A mother's wail for her missing child pierced the morning silence in the Korean port of Paengmok yesterday as the Sewol ferry was raised from its watery grave, three years after sinking with the loss of more than 300 lives.
Most of the 304 victims of the Sewol ferry disaster on April 16, 2014, were teenage school children from the Danwon High School in Ansan, near the capital, Seoul. Many died after being told to wait in their cabins instead of evacuating. Nine bodies were never found.
"I really miss you, my son.
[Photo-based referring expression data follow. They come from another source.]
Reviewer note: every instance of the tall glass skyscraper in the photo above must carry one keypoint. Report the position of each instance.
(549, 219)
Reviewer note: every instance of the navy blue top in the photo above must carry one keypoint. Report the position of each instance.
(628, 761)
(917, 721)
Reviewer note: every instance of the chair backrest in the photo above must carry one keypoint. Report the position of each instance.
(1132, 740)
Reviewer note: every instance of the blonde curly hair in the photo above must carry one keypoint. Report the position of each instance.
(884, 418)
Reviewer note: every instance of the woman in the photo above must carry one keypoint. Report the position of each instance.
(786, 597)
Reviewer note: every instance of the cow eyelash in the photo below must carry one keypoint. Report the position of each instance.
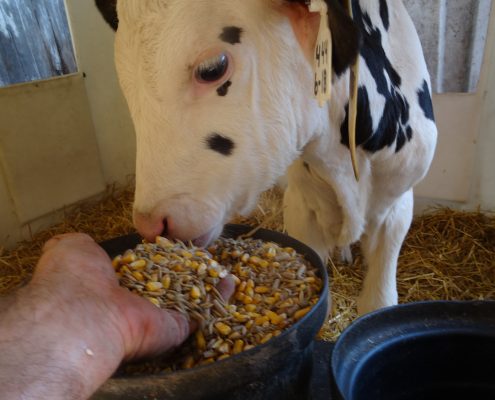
(212, 69)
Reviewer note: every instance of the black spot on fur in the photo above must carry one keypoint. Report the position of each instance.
(224, 89)
(220, 144)
(384, 14)
(231, 34)
(108, 9)
(393, 126)
(424, 98)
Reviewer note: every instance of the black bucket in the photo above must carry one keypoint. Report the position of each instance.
(419, 351)
(278, 369)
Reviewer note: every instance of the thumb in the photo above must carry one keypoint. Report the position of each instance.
(151, 330)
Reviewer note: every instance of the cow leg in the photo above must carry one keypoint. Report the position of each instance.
(301, 222)
(381, 246)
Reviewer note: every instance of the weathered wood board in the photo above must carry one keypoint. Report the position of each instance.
(35, 41)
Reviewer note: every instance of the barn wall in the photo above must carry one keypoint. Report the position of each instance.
(93, 41)
(461, 175)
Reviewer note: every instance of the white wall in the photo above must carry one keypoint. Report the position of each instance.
(462, 175)
(93, 42)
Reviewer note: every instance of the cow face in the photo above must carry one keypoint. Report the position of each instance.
(220, 93)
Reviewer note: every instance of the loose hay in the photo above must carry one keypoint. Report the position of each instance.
(447, 255)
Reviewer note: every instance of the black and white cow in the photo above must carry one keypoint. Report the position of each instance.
(221, 95)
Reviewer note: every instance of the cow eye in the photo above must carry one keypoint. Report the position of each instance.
(212, 69)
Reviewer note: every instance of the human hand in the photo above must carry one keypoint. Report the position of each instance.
(69, 329)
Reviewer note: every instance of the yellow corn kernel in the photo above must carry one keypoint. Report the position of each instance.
(270, 300)
(271, 252)
(213, 263)
(125, 269)
(178, 268)
(153, 286)
(128, 258)
(188, 362)
(224, 348)
(200, 340)
(138, 264)
(138, 276)
(240, 317)
(239, 296)
(238, 346)
(242, 286)
(254, 315)
(223, 329)
(236, 280)
(275, 319)
(289, 250)
(250, 307)
(287, 303)
(194, 265)
(166, 280)
(202, 268)
(213, 273)
(117, 261)
(195, 293)
(254, 260)
(266, 338)
(159, 259)
(301, 313)
(262, 289)
(261, 320)
(154, 301)
(186, 254)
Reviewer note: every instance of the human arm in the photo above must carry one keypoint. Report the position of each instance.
(67, 331)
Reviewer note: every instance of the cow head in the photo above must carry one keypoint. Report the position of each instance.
(220, 93)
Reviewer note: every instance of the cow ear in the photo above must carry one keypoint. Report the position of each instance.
(346, 38)
(108, 8)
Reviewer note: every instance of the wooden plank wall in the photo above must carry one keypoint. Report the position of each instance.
(35, 41)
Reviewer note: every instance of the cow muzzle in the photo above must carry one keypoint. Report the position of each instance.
(187, 222)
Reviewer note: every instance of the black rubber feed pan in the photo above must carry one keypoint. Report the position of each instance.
(278, 369)
(419, 351)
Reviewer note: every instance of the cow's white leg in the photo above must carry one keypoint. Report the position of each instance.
(381, 245)
(301, 223)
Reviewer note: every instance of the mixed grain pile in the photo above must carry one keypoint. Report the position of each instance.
(274, 288)
(447, 255)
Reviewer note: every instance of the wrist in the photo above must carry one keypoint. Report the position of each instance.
(48, 351)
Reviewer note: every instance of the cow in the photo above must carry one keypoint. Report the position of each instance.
(221, 94)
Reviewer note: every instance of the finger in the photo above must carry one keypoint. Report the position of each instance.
(152, 331)
(226, 287)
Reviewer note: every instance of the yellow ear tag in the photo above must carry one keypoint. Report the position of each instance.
(323, 54)
(353, 98)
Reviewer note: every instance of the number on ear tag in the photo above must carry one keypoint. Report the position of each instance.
(323, 54)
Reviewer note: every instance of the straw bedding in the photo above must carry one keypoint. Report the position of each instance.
(447, 255)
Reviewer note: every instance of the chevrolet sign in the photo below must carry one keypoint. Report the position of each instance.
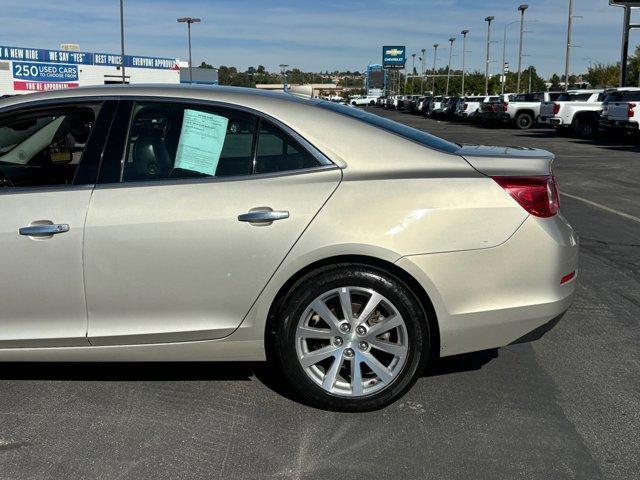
(393, 56)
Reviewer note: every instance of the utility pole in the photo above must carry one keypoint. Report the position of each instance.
(283, 67)
(124, 80)
(521, 8)
(488, 19)
(413, 71)
(464, 51)
(435, 56)
(189, 21)
(568, 53)
(424, 61)
(451, 40)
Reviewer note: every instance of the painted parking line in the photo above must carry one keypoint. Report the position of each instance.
(602, 207)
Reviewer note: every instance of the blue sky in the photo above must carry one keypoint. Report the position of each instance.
(313, 35)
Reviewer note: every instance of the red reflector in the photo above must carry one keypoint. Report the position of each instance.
(567, 277)
(537, 195)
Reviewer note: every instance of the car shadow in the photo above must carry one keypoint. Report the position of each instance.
(200, 371)
(466, 362)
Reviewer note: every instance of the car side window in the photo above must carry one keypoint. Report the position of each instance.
(44, 148)
(177, 141)
(279, 152)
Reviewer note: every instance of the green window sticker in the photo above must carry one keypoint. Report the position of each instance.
(201, 141)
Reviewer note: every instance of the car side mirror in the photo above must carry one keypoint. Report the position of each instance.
(60, 156)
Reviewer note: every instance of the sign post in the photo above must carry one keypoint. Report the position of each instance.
(627, 26)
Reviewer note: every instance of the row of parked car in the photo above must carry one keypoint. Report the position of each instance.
(582, 113)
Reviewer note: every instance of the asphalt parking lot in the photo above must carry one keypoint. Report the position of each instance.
(567, 406)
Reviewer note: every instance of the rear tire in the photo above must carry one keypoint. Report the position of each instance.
(524, 121)
(359, 370)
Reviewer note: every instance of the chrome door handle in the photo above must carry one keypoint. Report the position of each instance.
(44, 230)
(263, 216)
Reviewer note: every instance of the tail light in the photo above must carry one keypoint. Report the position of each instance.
(537, 195)
(631, 110)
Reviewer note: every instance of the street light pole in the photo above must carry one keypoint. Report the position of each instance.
(464, 51)
(124, 80)
(568, 53)
(451, 40)
(488, 19)
(189, 21)
(422, 70)
(283, 71)
(521, 8)
(435, 56)
(413, 71)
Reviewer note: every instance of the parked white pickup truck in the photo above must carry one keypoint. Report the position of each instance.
(470, 106)
(575, 111)
(621, 110)
(524, 109)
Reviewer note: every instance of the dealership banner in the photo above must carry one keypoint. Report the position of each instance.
(42, 86)
(394, 56)
(39, 55)
(45, 72)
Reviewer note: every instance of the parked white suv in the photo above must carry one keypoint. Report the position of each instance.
(577, 111)
(621, 110)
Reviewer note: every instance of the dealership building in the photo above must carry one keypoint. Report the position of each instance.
(25, 70)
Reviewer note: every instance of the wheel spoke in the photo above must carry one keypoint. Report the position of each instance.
(374, 364)
(356, 376)
(384, 326)
(370, 306)
(330, 377)
(311, 332)
(388, 347)
(316, 356)
(345, 303)
(321, 309)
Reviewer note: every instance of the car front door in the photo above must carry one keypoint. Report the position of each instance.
(204, 204)
(48, 166)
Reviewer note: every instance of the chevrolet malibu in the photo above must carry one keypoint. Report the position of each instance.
(157, 223)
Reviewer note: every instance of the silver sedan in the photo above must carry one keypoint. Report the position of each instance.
(155, 223)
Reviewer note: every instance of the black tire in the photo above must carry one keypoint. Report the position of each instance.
(586, 127)
(524, 121)
(283, 339)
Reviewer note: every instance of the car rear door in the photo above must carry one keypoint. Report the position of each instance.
(49, 157)
(187, 226)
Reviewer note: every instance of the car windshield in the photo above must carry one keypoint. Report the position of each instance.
(404, 131)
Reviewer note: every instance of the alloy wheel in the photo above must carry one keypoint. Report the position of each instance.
(351, 341)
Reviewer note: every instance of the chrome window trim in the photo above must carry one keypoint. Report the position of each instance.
(229, 178)
(48, 188)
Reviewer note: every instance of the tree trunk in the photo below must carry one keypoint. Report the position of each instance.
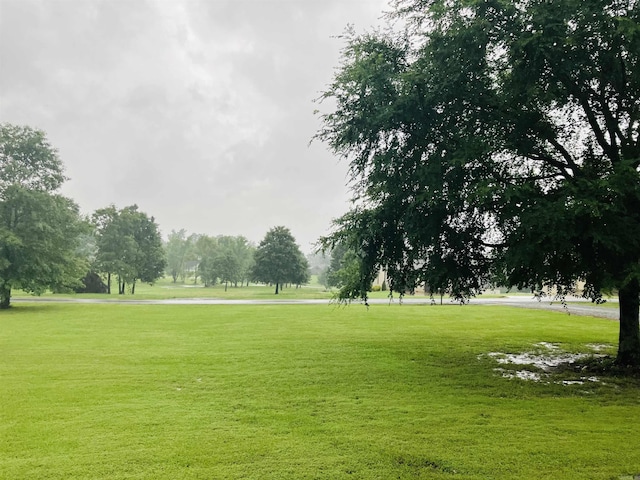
(5, 296)
(629, 339)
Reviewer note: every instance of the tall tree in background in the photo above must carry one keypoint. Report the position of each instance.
(129, 245)
(39, 229)
(177, 248)
(278, 260)
(497, 139)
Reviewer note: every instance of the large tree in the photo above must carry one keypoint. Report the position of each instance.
(278, 260)
(496, 140)
(39, 229)
(129, 245)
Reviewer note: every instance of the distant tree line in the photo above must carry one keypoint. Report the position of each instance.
(46, 244)
(233, 260)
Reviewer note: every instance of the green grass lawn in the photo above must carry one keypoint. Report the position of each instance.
(304, 391)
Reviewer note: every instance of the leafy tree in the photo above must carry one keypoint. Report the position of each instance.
(206, 248)
(129, 245)
(278, 260)
(28, 159)
(39, 229)
(177, 251)
(495, 141)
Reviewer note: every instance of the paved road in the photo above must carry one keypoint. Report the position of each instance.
(576, 306)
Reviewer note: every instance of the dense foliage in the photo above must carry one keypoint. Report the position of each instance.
(278, 260)
(39, 229)
(495, 141)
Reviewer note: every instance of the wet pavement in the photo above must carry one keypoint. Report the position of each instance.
(575, 306)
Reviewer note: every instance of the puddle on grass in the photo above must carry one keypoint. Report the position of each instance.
(545, 359)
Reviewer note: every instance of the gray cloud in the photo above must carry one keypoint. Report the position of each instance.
(198, 111)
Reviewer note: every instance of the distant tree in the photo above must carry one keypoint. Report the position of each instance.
(129, 245)
(27, 159)
(206, 248)
(278, 260)
(177, 250)
(39, 229)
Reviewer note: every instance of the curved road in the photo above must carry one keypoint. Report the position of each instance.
(576, 306)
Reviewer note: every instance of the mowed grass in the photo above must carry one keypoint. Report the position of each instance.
(303, 392)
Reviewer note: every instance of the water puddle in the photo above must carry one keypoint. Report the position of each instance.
(544, 360)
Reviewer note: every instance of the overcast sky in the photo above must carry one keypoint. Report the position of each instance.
(199, 111)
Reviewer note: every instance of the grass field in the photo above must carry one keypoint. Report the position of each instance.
(305, 392)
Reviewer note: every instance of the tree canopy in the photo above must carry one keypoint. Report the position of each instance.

I hope he gets out of the freezing water and meets me here," the mother of Yang Seung-jin, a teacher, told the 'Korean Herald' as she wept on the island of Jindo, near where the ship went down.
Anxious families gathered on a boat to oversee the raising of the ship, while others watched from the top of a hill onshore.
The 145 metre-long ferry, trapped 40 metres under water for 1,073 days, began to break the surface seven hours after a Chinese consortium began to use two salvage barges to raise it in a $72m (€66.7m) operation.
Some onlookers broke down as the corroded Sewol emerged. "I shouted when I saw the ferry revealed above the water, thinking that my child can finally return home," said Lee Keum-hee, the mother of missing student victim Cho Eun-hwa.
The ferry will be moved onto a semi-submersible ship and should arrive at the Mokpo Port in the south of the Korean peninsula in two weeks. Officials hope to find the reason why it sank and recover the bodies.